At the corner near our church that day, Anita had a cardboard sign that read, “This land is our land, too.”
I was moved and pulled into the parking lot, got out and went over to her and her children. She didn’t recognize me. She thought I was an “authority” or a bank employee, whose property was nearby. “Are you going to kick me out?” she asked me.
“No, I’m Greg. Remember me from the church?” I said.
She got a look of recognition and relief all at once.
“I just want to thank you for what you are doing and say I support what you are saying by demonstrating,” I told her.
“I wanted to go to the rally downtown but didn’t have enough money for gas to get there,” Anita said.

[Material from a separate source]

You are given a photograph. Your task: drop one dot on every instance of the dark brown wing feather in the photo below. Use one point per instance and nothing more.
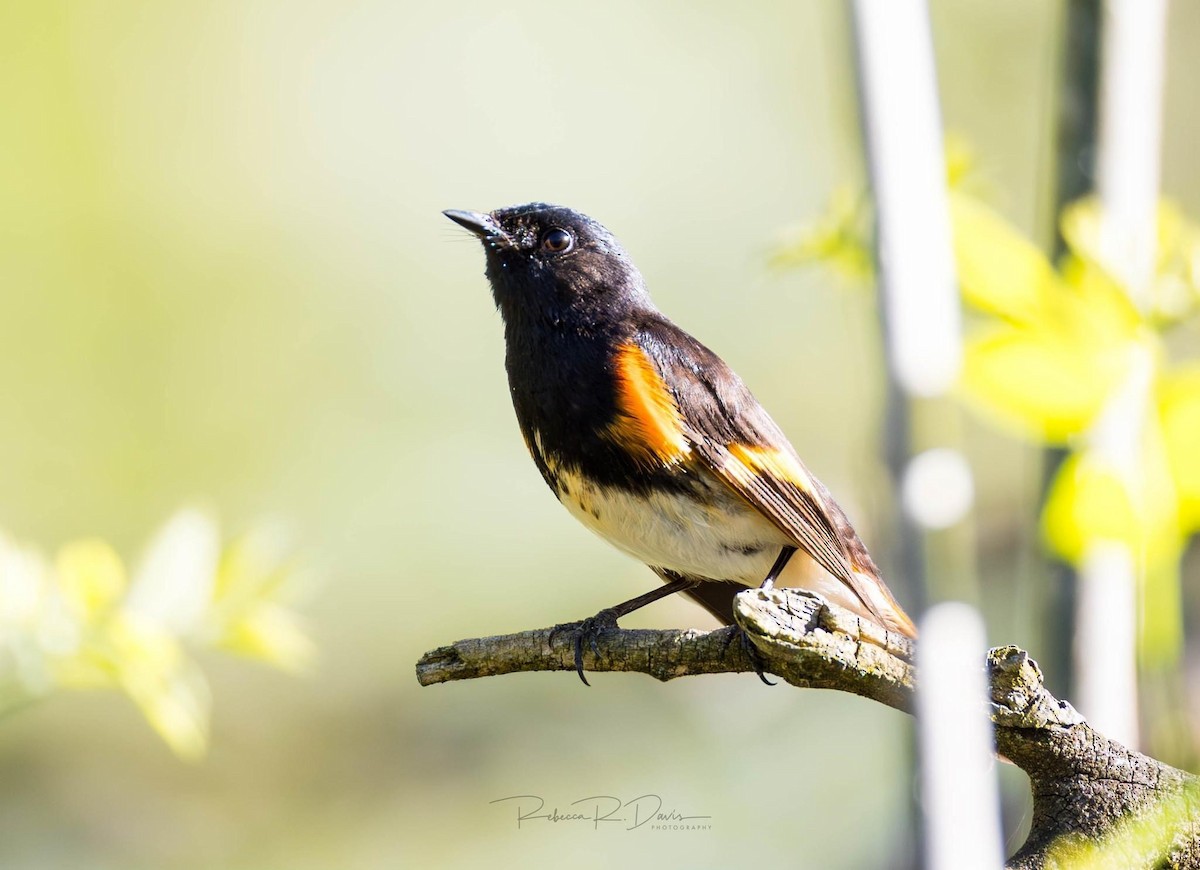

I smiled and said I’ll see her some other time.
The next time I saw Anita was in late July, and she had come to the food pantry again and was coming closer to her due date. We sat and talked in the prayer center. Was she a green card holder? “Oh!” she said, “I’m an American citizen; my father was a pipeline worker who met my mother in Ecuador. My mother is from Ecuador.”
I asked her if she had a church. She said she really wanted one, that she wanted to take the children but they didn’t like going where they spoke so much Spanish. John, one of our elders, and I took her around to see the children’s classrooms and explained to her that she could bring them. They would love it.
Anita said she was nervous about coming to a church by herself, so I said I’d meet her at the lobby and show her to the children’s classes then take her to my class where I’m teaching on parenting. She was elated to hear that and wanted more on parenting.
She didn’t show up Sunday. I wonder if she was having her sixth baby.